Cet exemple, banal dans la pratique analytique et qui n’a rien d’insolite, semble pouvoir illustrer le fait que la symbolisation n’est pas simplement mise en lien de deux représentations, substituant une représentation à une autre, mais témoigne surtout du travail de liaison d’un affect à une représentation. En ce sens, elle opère un déplacement de l’affect sur des objets et des intérêts qui avaient été auparavant assimilés et sexualisés en raison de leur similitude, tel que, à la suite de S. Freud, E. Jones, S. Ferenczi et M. Klein, entre autres, l’ont largement démontré.
Mais la symbolisation peut aussi témoigner d’autre chose, dans la mesure où n’est symbolisable que toute représentation qui, à un moment ou à un autre, passe par l’objet. En d’autres termes, si la symbolisation est avant tout un processus qui suppose que le sujet a tout autant une capacité à pouvoir se représenter un objet absent, que de savoir que le symbole n’est pas l’objet symbolisé, c’est dans la mesure où l’objet présent / absent a permis aux refoulements primaires, puis aux refoulements secondaires, d’être en position ordonnatrice et d’être ainsi liés par, et pour, l’élaboration des fantasmes originaires qui viennent fonder les théories sexuelles infantiles (A. Gibeault, 2010). L’objet, comme les fantasmes originaires – de séduction, de castration et de scène primitive – qu’il suscite, joue donc le rôle d’une matrice de l’inconscient et permet ainsi un ‘travail de symbolisation’ qui sera tout autant le produit, que le reflet, de ces derniers.

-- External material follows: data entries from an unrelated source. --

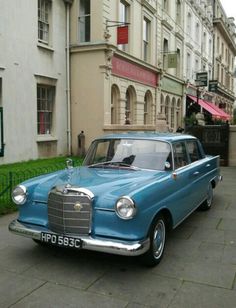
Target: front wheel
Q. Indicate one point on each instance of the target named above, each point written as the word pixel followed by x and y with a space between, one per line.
pixel 206 205
pixel 157 236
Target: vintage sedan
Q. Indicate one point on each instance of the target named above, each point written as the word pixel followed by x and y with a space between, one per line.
pixel 129 191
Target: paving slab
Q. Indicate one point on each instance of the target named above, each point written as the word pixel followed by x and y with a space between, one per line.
pixel 203 296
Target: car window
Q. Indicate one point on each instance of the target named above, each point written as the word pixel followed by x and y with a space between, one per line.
pixel 180 155
pixel 141 153
pixel 193 150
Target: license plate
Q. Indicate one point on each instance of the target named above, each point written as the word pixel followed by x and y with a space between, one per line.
pixel 61 240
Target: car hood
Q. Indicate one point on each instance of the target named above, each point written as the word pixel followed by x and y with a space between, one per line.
pixel 105 183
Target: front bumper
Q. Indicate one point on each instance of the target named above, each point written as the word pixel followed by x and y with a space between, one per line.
pixel 113 246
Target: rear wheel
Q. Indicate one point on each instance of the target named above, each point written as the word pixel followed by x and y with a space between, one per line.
pixel 206 205
pixel 157 236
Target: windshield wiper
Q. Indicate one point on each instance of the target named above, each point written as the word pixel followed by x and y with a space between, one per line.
pixel 113 163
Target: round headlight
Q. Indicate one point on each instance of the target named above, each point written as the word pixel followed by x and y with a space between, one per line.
pixel 19 194
pixel 125 208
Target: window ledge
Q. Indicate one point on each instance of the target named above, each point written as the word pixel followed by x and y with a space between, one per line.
pixel 46 138
pixel 46 47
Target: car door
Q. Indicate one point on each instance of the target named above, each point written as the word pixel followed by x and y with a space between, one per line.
pixel 182 201
pixel 198 171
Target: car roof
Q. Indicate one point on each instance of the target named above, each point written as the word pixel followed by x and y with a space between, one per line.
pixel 170 137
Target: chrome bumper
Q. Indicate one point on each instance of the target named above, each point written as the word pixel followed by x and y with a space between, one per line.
pixel 103 245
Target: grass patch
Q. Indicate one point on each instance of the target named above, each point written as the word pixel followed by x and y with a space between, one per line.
pixel 39 163
pixel 13 174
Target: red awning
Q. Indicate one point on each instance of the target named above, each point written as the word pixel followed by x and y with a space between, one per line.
pixel 216 112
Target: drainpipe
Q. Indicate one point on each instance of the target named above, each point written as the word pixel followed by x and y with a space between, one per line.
pixel 68 3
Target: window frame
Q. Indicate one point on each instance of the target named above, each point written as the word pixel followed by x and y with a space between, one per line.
pixel 185 155
pixel 47 122
pixel 146 38
pixel 124 17
pixel 86 19
pixel 44 21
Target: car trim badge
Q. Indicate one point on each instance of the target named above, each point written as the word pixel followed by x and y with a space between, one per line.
pixel 78 207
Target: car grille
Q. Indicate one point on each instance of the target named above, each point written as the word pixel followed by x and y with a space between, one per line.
pixel 64 217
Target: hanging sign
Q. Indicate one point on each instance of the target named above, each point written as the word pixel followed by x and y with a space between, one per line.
pixel 122 35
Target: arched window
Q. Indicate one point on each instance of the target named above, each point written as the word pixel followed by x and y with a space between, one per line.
pixel 147 108
pixel 178 113
pixel 115 99
pixel 167 107
pixel 172 113
pixel 178 12
pixel 162 104
pixel 189 24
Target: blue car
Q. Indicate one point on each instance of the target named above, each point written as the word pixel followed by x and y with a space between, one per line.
pixel 131 189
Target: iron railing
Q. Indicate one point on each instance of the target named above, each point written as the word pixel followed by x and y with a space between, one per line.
pixel 8 180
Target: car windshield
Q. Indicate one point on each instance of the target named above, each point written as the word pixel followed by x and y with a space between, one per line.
pixel 129 153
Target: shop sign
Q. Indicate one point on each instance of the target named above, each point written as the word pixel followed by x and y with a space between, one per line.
pixel 126 69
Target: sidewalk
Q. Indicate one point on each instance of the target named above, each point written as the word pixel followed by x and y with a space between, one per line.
pixel 198 268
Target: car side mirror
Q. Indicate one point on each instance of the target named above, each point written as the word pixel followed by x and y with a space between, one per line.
pixel 167 165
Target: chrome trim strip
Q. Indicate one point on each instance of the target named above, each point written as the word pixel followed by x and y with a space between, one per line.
pixel 117 247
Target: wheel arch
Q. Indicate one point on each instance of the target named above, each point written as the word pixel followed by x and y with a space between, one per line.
pixel 167 216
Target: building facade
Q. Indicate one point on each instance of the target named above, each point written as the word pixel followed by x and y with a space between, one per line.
pixel 113 85
pixel 224 56
pixel 33 110
pixel 171 60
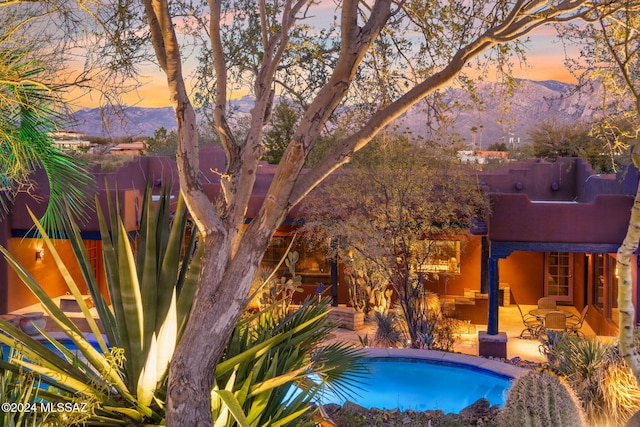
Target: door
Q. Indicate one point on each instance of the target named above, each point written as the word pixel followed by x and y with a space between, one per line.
pixel 559 276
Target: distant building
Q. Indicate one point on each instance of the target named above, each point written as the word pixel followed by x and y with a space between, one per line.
pixel 68 140
pixel 133 148
pixel 481 157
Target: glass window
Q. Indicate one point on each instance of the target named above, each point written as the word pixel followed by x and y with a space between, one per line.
pixel 313 264
pixel 598 279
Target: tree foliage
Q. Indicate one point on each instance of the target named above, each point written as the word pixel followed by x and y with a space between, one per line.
pixel 551 139
pixel 394 209
pixel 281 128
pixel 372 61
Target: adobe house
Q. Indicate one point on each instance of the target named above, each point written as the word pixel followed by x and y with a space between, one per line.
pixel 553 230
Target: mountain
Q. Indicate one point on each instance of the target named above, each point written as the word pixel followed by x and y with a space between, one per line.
pixel 500 116
pixel 508 116
pixel 130 121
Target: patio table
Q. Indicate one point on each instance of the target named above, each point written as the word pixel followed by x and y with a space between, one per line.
pixel 539 313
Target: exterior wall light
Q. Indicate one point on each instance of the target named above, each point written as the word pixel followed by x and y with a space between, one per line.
pixel 39 254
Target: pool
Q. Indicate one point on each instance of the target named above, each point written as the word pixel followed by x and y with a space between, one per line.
pixel 419 380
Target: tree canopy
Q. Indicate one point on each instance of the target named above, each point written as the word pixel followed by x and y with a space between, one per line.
pixel 372 62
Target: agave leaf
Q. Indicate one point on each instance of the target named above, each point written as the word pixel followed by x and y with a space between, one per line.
pixel 167 339
pixel 44 356
pixel 146 263
pixel 61 378
pixel 104 313
pixel 131 413
pixel 278 381
pixel 263 347
pixel 148 378
pixel 109 240
pixel 132 306
pixel 234 407
pixel 171 258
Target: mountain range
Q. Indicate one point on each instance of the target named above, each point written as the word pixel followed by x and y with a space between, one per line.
pixel 498 116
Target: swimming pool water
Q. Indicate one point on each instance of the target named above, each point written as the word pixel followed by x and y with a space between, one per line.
pixel 421 384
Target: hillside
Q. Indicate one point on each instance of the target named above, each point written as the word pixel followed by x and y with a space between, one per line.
pixel 530 103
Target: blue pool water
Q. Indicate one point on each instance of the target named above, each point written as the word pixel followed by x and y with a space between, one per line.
pixel 5 350
pixel 421 384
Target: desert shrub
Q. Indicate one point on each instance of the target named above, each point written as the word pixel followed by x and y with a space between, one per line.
pixel 541 399
pixel 597 373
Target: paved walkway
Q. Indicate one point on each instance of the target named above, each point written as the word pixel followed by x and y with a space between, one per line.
pixel 509 321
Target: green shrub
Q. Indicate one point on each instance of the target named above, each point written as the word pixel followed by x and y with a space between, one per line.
pixel 598 375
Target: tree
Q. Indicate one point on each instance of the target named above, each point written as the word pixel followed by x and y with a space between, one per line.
pixel 551 140
pixel 453 35
pixel 385 58
pixel 281 129
pixel 163 143
pixel 402 209
pixel 28 100
pixel 611 57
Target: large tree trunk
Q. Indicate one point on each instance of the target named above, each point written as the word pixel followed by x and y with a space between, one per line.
pixel 625 289
pixel 218 303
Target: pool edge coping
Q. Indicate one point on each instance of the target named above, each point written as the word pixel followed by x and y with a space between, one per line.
pixel 492 365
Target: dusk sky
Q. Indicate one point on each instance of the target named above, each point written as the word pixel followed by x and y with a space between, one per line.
pixel 545 62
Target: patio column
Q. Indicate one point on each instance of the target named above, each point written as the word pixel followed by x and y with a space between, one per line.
pixel 333 268
pixel 492 343
pixel 484 265
pixel 5 232
pixel 494 291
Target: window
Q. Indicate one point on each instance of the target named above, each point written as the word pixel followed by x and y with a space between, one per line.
pixel 313 264
pixel 605 286
pixel 440 256
pixel 559 277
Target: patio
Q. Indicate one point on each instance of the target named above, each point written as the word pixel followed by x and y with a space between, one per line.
pixel 510 322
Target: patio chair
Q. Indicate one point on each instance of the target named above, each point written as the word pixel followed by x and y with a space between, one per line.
pixel 574 326
pixel 531 323
pixel 555 321
pixel 547 303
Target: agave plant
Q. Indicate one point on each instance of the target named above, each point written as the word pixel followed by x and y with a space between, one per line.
pixel 275 367
pixel 19 390
pixel 121 375
pixel 120 378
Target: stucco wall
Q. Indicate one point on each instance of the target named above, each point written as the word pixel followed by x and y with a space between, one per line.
pixel 523 271
pixel 45 272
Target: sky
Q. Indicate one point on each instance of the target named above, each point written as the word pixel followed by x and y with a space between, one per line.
pixel 545 61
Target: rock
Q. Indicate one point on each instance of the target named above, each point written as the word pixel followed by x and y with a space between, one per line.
pixel 479 412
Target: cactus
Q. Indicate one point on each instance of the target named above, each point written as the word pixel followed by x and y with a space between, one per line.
pixel 541 399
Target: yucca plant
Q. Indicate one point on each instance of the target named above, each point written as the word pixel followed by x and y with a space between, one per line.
pixel 122 375
pixel 18 387
pixel 122 381
pixel 275 367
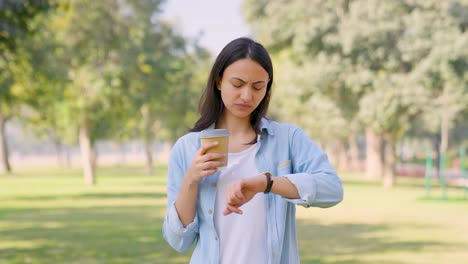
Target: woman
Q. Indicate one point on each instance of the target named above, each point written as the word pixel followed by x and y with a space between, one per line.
pixel 246 212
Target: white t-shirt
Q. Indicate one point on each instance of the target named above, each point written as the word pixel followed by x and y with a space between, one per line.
pixel 242 238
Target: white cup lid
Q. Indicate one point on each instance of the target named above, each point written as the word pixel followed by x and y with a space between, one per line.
pixel 210 133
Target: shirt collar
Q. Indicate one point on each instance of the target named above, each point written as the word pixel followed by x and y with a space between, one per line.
pixel 264 126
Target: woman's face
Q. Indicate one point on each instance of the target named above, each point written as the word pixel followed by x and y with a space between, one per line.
pixel 243 86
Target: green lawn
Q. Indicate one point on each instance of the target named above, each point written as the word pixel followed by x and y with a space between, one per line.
pixel 49 216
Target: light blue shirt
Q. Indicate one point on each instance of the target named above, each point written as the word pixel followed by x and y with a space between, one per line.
pixel 285 150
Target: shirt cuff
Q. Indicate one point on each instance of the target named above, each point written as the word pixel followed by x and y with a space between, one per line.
pixel 176 225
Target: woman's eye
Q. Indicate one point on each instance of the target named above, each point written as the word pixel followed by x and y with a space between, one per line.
pixel 258 88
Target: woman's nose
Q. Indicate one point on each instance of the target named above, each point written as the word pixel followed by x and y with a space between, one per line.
pixel 246 94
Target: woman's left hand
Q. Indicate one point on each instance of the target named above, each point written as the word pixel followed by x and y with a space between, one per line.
pixel 242 191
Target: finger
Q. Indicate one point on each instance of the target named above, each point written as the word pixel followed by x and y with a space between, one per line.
pixel 239 195
pixel 212 156
pixel 205 148
pixel 232 209
pixel 208 172
pixel 212 165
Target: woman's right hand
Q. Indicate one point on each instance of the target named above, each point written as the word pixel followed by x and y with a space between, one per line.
pixel 204 164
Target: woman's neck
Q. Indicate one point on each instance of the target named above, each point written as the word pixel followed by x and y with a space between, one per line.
pixel 236 126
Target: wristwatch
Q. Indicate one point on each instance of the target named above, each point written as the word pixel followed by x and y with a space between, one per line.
pixel 269 182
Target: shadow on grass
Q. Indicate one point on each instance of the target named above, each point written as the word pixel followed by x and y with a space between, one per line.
pixel 351 243
pixel 86 235
pixel 133 235
pixel 100 195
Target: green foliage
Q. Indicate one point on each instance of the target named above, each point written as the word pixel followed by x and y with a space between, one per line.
pixel 381 63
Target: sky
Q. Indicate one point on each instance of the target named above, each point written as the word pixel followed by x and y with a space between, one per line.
pixel 218 21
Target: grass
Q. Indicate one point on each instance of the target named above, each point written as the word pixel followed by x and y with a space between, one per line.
pixel 49 216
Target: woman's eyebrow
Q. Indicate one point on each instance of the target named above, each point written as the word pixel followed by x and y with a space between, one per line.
pixel 239 79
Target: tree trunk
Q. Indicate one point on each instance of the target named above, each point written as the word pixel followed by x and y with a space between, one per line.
pixel 374 155
pixel 353 152
pixel 444 131
pixel 147 138
pixel 86 147
pixel 343 161
pixel 4 160
pixel 58 152
pixel 68 161
pixel 389 164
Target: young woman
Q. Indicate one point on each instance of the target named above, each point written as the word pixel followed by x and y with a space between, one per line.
pixel 246 212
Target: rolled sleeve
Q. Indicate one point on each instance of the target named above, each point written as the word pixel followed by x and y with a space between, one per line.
pixel 178 236
pixel 313 176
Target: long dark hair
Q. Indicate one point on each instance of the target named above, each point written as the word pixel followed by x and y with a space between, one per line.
pixel 211 105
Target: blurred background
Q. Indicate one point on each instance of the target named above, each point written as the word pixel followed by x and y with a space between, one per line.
pixel 94 93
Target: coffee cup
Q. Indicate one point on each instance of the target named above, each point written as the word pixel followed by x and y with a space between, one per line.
pixel 216 135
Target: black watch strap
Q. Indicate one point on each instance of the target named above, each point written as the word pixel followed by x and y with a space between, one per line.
pixel 269 182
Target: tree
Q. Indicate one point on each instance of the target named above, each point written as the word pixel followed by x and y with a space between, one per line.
pixel 374 45
pixel 15 17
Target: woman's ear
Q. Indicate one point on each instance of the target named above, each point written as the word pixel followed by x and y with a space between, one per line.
pixel 218 83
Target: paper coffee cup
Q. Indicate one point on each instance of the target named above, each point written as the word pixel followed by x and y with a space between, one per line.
pixel 222 137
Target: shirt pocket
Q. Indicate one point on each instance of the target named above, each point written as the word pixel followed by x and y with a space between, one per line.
pixel 284 168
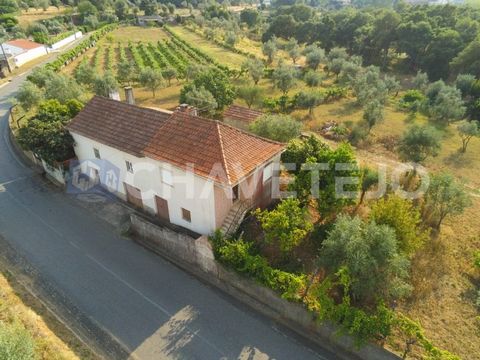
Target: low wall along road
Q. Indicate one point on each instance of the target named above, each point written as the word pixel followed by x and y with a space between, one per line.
pixel 195 255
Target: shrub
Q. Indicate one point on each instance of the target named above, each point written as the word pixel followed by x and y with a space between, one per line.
pixel 237 254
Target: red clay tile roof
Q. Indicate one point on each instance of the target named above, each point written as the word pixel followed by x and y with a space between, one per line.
pixel 217 151
pixel 214 149
pixel 24 44
pixel 119 125
pixel 241 113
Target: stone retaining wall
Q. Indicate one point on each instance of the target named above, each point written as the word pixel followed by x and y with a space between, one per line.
pixel 196 256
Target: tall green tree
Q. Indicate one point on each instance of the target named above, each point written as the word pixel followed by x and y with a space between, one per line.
pixel 217 83
pixel 286 225
pixel 314 58
pixel 293 49
pixel 63 88
pixel 254 68
pixel 85 73
pixel 202 99
pixel 269 49
pixel 373 114
pixel 419 142
pixel 467 131
pixel 445 197
pixel 370 253
pixel 284 77
pixel 404 218
pixel 152 79
pixel 309 100
pixel 252 95
pixel 45 133
pixel 105 85
pixel 29 95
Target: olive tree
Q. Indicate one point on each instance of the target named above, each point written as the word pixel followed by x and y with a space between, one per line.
pixel 29 95
pixel 105 85
pixel 314 58
pixel 445 197
pixel 370 253
pixel 202 99
pixel 309 100
pixel 467 131
pixel 419 142
pixel 250 94
pixel 254 68
pixel 286 225
pixel 150 78
pixel 373 114
pixel 284 78
pixel 269 49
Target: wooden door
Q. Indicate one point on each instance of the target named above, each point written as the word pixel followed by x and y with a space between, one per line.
pixel 134 195
pixel 162 208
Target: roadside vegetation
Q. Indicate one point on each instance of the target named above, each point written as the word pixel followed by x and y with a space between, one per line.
pixel 29 332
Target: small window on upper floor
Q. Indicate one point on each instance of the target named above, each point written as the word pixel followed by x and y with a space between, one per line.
pixel 186 215
pixel 166 176
pixel 267 172
pixel 129 166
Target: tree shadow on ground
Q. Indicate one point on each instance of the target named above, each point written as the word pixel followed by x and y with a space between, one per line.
pixel 457 159
pixel 346 109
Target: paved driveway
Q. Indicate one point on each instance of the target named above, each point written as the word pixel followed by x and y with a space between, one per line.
pixel 150 306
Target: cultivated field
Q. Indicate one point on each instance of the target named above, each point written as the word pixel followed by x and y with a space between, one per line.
pixel 32 15
pixel 443 270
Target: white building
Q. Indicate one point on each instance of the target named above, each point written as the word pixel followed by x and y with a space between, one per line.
pixel 23 51
pixel 190 171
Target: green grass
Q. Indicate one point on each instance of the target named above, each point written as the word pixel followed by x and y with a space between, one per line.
pixel 222 55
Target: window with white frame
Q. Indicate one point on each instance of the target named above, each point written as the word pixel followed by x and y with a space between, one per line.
pixel 186 215
pixel 166 176
pixel 129 166
pixel 267 172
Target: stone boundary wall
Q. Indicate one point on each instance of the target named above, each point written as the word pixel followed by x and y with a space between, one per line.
pixel 196 256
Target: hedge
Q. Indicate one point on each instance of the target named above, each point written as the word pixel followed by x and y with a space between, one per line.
pixel 364 326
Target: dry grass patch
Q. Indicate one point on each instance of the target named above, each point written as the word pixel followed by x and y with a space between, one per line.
pixel 32 15
pixel 52 340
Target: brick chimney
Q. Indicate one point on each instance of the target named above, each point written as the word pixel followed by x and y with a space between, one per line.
pixel 114 95
pixel 185 108
pixel 129 95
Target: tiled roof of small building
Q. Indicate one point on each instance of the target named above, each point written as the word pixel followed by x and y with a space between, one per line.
pixel 122 126
pixel 214 150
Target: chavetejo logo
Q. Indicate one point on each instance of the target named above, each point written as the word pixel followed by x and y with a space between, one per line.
pixel 90 176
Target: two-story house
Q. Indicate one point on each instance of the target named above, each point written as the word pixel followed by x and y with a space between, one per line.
pixel 187 170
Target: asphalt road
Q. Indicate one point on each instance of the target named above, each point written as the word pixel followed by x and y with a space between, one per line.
pixel 151 307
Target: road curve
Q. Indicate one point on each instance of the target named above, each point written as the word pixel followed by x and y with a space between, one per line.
pixel 154 309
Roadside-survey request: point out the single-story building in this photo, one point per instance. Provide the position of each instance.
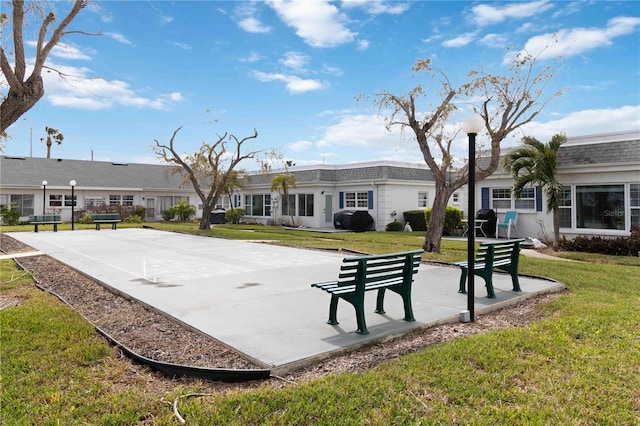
(601, 174)
(601, 178)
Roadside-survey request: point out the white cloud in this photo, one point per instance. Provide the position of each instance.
(295, 60)
(494, 40)
(357, 130)
(318, 23)
(183, 46)
(571, 42)
(587, 122)
(484, 14)
(363, 45)
(119, 38)
(252, 25)
(377, 7)
(460, 41)
(293, 83)
(78, 90)
(253, 57)
(300, 146)
(65, 51)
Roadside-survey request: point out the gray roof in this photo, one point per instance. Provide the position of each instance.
(348, 174)
(600, 153)
(31, 171)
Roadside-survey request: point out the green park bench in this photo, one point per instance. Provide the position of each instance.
(52, 219)
(100, 218)
(393, 271)
(503, 255)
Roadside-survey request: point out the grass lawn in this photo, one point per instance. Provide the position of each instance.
(579, 365)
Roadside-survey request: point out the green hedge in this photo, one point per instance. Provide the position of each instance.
(416, 219)
(620, 246)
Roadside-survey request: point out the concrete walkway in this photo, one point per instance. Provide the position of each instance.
(256, 297)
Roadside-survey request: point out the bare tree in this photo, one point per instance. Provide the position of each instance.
(25, 91)
(509, 102)
(208, 170)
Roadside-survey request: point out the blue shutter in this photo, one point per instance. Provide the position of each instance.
(485, 198)
(538, 198)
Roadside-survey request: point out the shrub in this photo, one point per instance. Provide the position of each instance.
(169, 214)
(416, 218)
(10, 214)
(133, 219)
(394, 226)
(184, 210)
(452, 219)
(234, 215)
(620, 246)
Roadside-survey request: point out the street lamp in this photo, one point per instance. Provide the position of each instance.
(44, 196)
(73, 202)
(471, 126)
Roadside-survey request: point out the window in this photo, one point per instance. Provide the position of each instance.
(600, 207)
(68, 201)
(93, 202)
(527, 200)
(55, 200)
(356, 199)
(121, 200)
(634, 203)
(24, 203)
(564, 207)
(423, 199)
(257, 205)
(305, 204)
(289, 205)
(501, 198)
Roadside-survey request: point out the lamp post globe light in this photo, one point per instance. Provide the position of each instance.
(73, 202)
(471, 126)
(44, 196)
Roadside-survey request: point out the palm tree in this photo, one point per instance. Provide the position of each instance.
(283, 182)
(535, 163)
(57, 137)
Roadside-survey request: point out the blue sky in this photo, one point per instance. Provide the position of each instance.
(292, 69)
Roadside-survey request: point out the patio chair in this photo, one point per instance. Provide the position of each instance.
(510, 221)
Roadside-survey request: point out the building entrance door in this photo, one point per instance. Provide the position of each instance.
(328, 208)
(150, 213)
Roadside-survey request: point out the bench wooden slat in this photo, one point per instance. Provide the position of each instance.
(54, 220)
(393, 271)
(503, 255)
(100, 218)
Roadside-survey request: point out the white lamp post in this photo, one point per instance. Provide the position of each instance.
(73, 203)
(471, 126)
(44, 196)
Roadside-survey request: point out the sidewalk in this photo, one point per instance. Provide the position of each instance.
(256, 297)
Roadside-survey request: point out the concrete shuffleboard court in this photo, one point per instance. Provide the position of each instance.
(256, 297)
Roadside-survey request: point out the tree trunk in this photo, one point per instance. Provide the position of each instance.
(433, 237)
(19, 102)
(556, 227)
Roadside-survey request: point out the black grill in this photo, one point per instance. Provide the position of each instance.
(489, 227)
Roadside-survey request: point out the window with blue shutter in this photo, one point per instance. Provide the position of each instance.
(538, 198)
(485, 198)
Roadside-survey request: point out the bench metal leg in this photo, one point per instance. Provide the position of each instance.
(333, 309)
(463, 281)
(380, 301)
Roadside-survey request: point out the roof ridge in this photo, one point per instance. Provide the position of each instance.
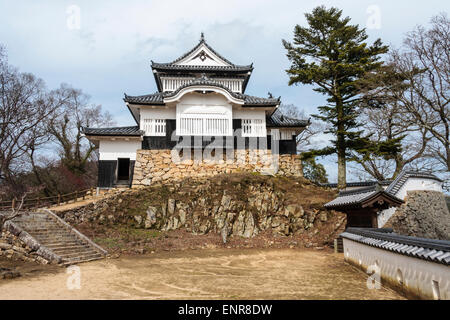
(202, 41)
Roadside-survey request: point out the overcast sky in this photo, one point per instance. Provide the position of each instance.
(108, 53)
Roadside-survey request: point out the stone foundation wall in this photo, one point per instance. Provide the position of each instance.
(161, 165)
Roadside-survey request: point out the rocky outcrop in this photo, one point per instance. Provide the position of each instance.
(232, 205)
(161, 165)
(424, 214)
(16, 247)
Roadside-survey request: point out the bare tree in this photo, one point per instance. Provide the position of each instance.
(66, 127)
(15, 211)
(24, 108)
(425, 61)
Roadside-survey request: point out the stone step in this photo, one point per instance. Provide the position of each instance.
(60, 246)
(49, 233)
(50, 245)
(81, 260)
(71, 250)
(77, 255)
(59, 238)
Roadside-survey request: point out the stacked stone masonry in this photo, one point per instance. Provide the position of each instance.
(161, 165)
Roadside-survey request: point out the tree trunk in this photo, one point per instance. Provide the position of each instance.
(342, 168)
(340, 146)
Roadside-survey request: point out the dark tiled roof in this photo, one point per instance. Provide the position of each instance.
(277, 119)
(396, 185)
(116, 131)
(355, 198)
(427, 249)
(155, 99)
(359, 184)
(158, 97)
(172, 65)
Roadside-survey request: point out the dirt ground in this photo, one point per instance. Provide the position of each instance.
(205, 274)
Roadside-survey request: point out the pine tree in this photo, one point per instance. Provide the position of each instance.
(314, 171)
(333, 55)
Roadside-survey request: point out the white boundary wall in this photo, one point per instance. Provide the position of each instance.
(114, 149)
(415, 277)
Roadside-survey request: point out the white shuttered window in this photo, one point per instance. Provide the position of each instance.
(204, 125)
(155, 127)
(253, 128)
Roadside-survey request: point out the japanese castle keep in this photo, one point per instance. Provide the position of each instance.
(201, 106)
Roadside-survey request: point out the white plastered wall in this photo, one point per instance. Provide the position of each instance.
(114, 149)
(416, 275)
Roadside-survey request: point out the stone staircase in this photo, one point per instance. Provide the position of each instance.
(60, 238)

C’est en effet ce que semble suggérer D.W. Winnicott lorsqu’il évoque, dans sa lettre, l’idée que la représentation du pénis n’aurait pu se développer et se construire chez l’enfant qu’à partir « de certaines propriétés de la mère » : le pénis devient à ce moment symboliques d’objets « plus fondamentaux, tels que la brosse à dents » dans le cadre de la relation mère-enfant, cadre qui détermine un espace dans lequel vont pouvoir apparaître et s’organiser les fantasmes originaire.
Aussi, à la question « de quoi le pénis peut-il être le symbole ? », la réponse pourrait être : « Des fantasmes originaires… »
Thierry Bokanowski , psychanalyste membre titulaire formateur SPP
Bibliographie Ferenczi S. (1924), Thalassa, essai sur la théorie de la génitalité, Œuvres Complètes, III (1919–1926), Paris, Payot, 1974. Freud S. (1917), Des transpositions pulsionnelles, en particulier dans l’érotisme anal, OCF.P, XV, Paris, P.U.F., 1996. Freud S. (1924), Le problème économique du masochisme, OCF.P, XVII, Paris, P.U.F., 1992. Gibeault A. (2010), Chemins de la symbolisation, Le fil rouge, Paris, P.U.F. Green A. (1973), Le discours vivant, Le fil rouge, Paris, P.U.F. Winnicott D. W. (1987), Lettres vives, Connaissance de l’Inconscient, Paris, Gallimard, 1989.